False Positives and Environmental Exposure

SCRAM devices are more resistant to false positives than the breathalyzers used in roadside DUI enforcement, because trained human analysts review the data before any violation is reported. However, false readings can and do occur.

Fermented foods, soy sauce, vinegar, and certain yeast-based products can in rare cases contribute trace readings. Mouthwash and other oral care products containing alcohol do not typically affect SCRAM readings the way they affect a PAS breathalyzer, because the SCRAM measures skin perspiration rather than breath. However, alcohol-containing products applied directly to the skin near the device can occasionally produce localized readings.

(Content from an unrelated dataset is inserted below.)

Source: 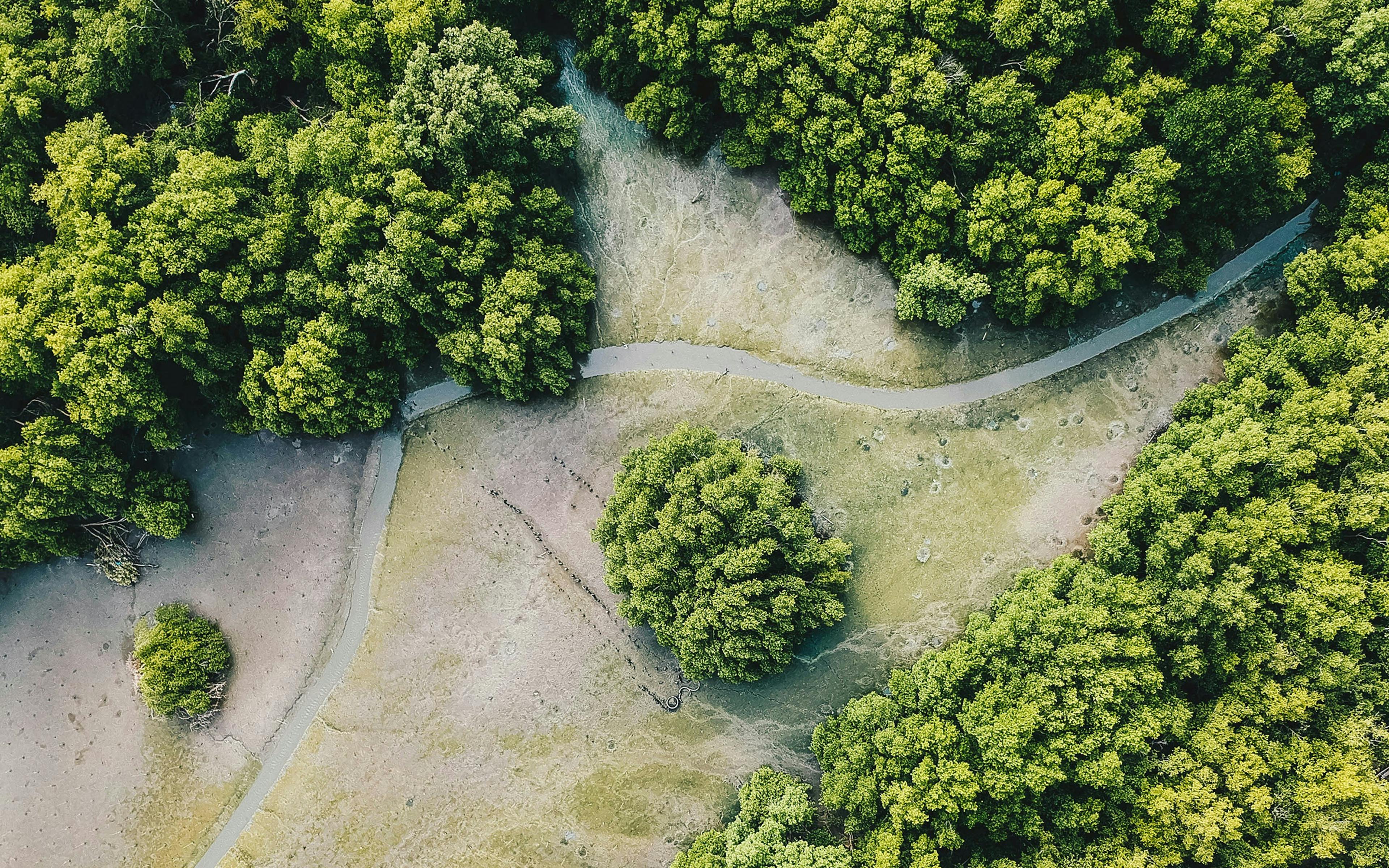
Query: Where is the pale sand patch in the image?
[214,273,1278,867]
[0,428,369,868]
[560,47,1189,389]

The most important protective habit is to keep a log of anything unusual that happens during your monitoring period. If you work in an environment where you have incidental contact with alcohol-containing products, such as a restaurant, a bar, a salon, or a cleaning environment, document that context so your attorney has something to work with if a question arises about a reading.

Cost and Duration

The cost of the SCRAM program is almost always borne by the defendant. Installation runs between $50 and $100. Daily monitoring fees average $10 to $12 per day. Over a 90-day monitoring period, the total cost is roughly $1,000 to $1,200. For a six-month period the cost can approach $2,000. If the defendant is indigent and cannot afford the program, courts have discretion to subsidize or waive costs, and some SCRAM providers offer reduced-rate arrangements for low-income participants.

The monitoring period ordered by the court typically ranges from 30 days for lower-risk first-offense situations to six months or more for repeat offenders or high-risk cases. A confirmed alcohol violation during the monitoring period can result in the period being extended. Successful completion results in the device being removed at a scheduled appointment with the service provider.

When the Device Comes Off

When your monitoring period ends, contact the SCRAM provider to schedule removal. The device is professionally removed at a service center. Keep your completion documentation. Courts and probation officers may request evidence that you completed the monitoring period without confirmed violations.

Citations

  1. California Vehicle Code § 23152(a) and (b) (DUI offenses).
  2. California Vehicle Code § 23153 (DUI causing injury).
  3. California Penal Code § 1203.1 (court authority to impose probation conditions).
  4. California Penal Code § 1203.2 (probation revocation procedures).